Fluorite | Level 6

## Calculate predictions and compare with actual values

Dear all,

I have sales data that is grouped by company and year. I would like to "forecast" sales data within the sample so that I could compare the predicted sales figures with the actual sales data. For example, the data spans from 1984 to 2015 for many companies and I would like to calculate the predicted sales with a exponential smoothing procedure in 1988 from actual sales of the four previous years (1984-1987) and continue this throughout all available years so I would have a sales value for 1988 (from 1984-1987), 1989 (from 1985-1988) and so forth.
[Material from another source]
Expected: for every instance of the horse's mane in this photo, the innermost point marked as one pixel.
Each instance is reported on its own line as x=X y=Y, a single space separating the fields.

So far I have been able to forecast data for the "next" year (in this case 2016) but I do not know how to set the forecast window so that it would move in 4-year increments.

Thank you,

Pieter

1 ACCEPTED SOLUTION

Accepted Solutions
PROC Star

## Re: Calculate predictions and compare with actual values

You could use proc expand or (I think) proc timedata to make rolling 4-year windows, but I don't recall the syntax off hand.  Also, you need to have a license for the SAS/ETS (econometrics/time series) package.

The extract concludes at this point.